Having observed how vulnerable people of slender means might be, it is not perhaps surprising that both men should have had a tough commercial attitude to their work. They wrote to make money and both were prolific, producing a constant supply of high quality writing at incredible speed, both, incidentally, delighting in metaphor.

Both men were also great collaborators. Shakespeare is known to have added lines to the work of other dramatists and collaborated with others on his own (including the unsavoury George Wilkins) while Dickens worked intimately with a succession of illustrators. More than anything, both men were great crowd pleasers and equally brilliant comic authors.
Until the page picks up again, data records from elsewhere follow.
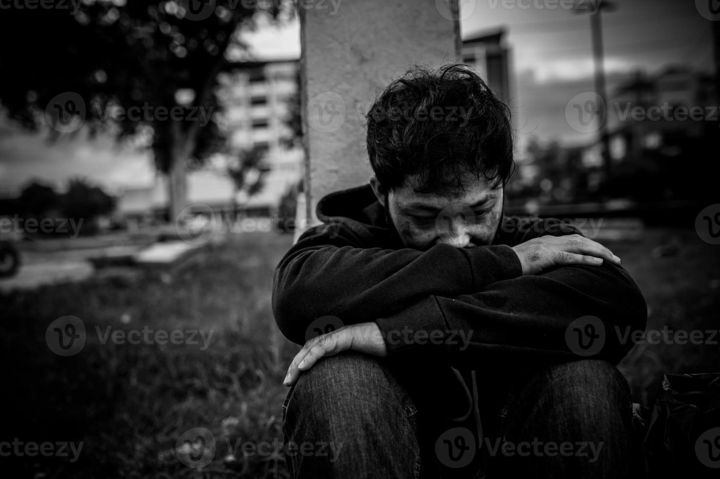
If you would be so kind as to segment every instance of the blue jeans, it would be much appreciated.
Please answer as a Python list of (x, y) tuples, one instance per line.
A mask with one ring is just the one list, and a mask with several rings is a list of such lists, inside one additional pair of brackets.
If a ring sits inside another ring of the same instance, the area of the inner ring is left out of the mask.
[(386, 361), (343, 353), (301, 375), (283, 404), (291, 477), (630, 477), (630, 388), (608, 362), (481, 382), (481, 430), (413, 399)]

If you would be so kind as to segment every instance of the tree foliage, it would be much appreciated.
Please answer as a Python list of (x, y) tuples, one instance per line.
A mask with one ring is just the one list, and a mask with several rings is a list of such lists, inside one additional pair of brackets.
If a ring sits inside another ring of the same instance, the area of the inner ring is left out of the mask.
[(224, 143), (212, 117), (221, 107), (217, 73), (246, 51), (240, 32), (257, 14), (280, 18), (284, 3), (94, 0), (76, 12), (66, 4), (3, 10), (0, 103), (53, 139), (81, 125), (146, 138), (170, 176), (173, 215), (184, 207), (188, 164)]

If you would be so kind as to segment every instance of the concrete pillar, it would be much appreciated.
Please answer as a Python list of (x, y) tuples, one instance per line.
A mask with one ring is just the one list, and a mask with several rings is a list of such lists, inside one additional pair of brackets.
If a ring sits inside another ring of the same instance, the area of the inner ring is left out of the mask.
[(377, 95), (413, 63), (437, 68), (459, 61), (460, 12), (457, 0), (298, 5), (306, 150), (298, 223), (310, 218), (316, 224), (320, 198), (366, 184), (372, 175), (364, 114)]

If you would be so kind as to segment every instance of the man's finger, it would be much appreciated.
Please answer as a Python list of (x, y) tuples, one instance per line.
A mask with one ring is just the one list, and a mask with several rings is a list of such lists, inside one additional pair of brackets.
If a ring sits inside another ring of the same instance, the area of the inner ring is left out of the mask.
[(567, 244), (568, 246), (567, 252), (569, 253), (593, 256), (597, 258), (606, 259), (615, 264), (620, 264), (620, 258), (615, 256), (610, 249), (591, 239), (587, 238), (570, 239), (567, 241)]
[(287, 374), (285, 375), (285, 379), (282, 382), (284, 385), (292, 385), (292, 384), (297, 380), (300, 375), (300, 371), (297, 368), (298, 365), (300, 362), (302, 362), (302, 359), (305, 359), (305, 356), (307, 355), (307, 353), (310, 352), (310, 349), (312, 349), (318, 341), (320, 341), (321, 337), (322, 336), (319, 336), (308, 341), (303, 345), (302, 349), (297, 352), (297, 354), (295, 354), (295, 357), (292, 358), (292, 362), (290, 363), (289, 367), (287, 368)]
[(597, 256), (584, 254), (575, 254), (567, 251), (559, 251), (555, 256), (556, 264), (588, 264), (588, 266), (600, 266), (603, 259)]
If both created wonderful comic characters, other parallels are harder to sustain. For while Shakespeare wrote consistently strong and significant parts for women, most of Dickens’ female characters are insipid, sentimental creations (unless also partly comic likely the incomparable Betsy Trotwood, or part-grotesque like Miss Haversham or comic-grotesque like Sarah Gamp). And while Shakespeare’s greatest work is arguably found in his tragedies, Dickens tended to deal in melodrama, rarely seeming to hit an authentic tragic note.

There is inevitably another large difference between the two authors; for while Shakespeare could have known nothing of the later writer, Dickens revered the bard. We know he had first wished to become an actor, spent his last years performing rather than writing, loved amateur theatricals, acted in at least one of Shakespeare’s plays (The Merry Wives of Windsor) and referenced him many times in his work. He also helped raise funds to acquire Shakespeare’s birthplace and establish the Shakespeare Birthplace Trust - for which he has been honoured with a place in the Trust’s ‘Shakespeare Hall of Fame’.

Shakespeare and Dickens both married young. Dickens divorced his wife after she had borne him ten children and grown plump and unexciting in the process. We have no idea about the state of Shakespeare’s marriage. The fact that he bequeathed Anne his second best bed has been advanced as evidence that he was emotionally estranged from her and wished her a posthumous humiliation. It has also been suggested that it was the second best bed they shared together (the best being reserved for honoured guests) and that the gesture was tender and romantic.

We have equally little idea about Shakespeare the man. Dickens was known to be hugely convivial, forever raising toasts and slapping backs. I suspect Shakespeare to have been as amiable, if less raucous. He must have been a loyal and sociable man to have spent so many years in a tight-knit company of actors.

He also appears much loved. In a prefatory poem to the First Folio of Shakespeare’s work and dedicated ‘To the Memory of my Beloved Master William Shakespeare’ Ben Jonson wrote of him as, ‘Soul of the Age…the wonder of our stage’ as well as describing him as ‘gentle Shakespeare’, the ‘Sweet Swan of Avon’ and ‘Star of Poets’.

This may all sound like conventional eulogizing, but in Timber Jonson also wrote of Shakespeare, ‘He was, indeed, honest, and of an open and free nature.’ If nothing else, the adjectives he uses, ‘beloved’, ‘gentle’, sweet’, ‘honest’, ‘open’ and ‘free’ are at least consistent.

Shakespeare and Jonson would have known one another as Shakespeare’s company produced several of Jonson’s plays and Shakespeare certainly acted in at least one of them (Every Man in his Humour). It’s also said they drank together at the Mermaid Tavern.

Had Dickens been able to join him there in place of Jonson, I have no doubt they would have got on famously; supping ale, swapping jokes, talking books, exchanging plots and drinking more ale – all before linking arms and disappearing drunkenly into the darkness of a muddy London street.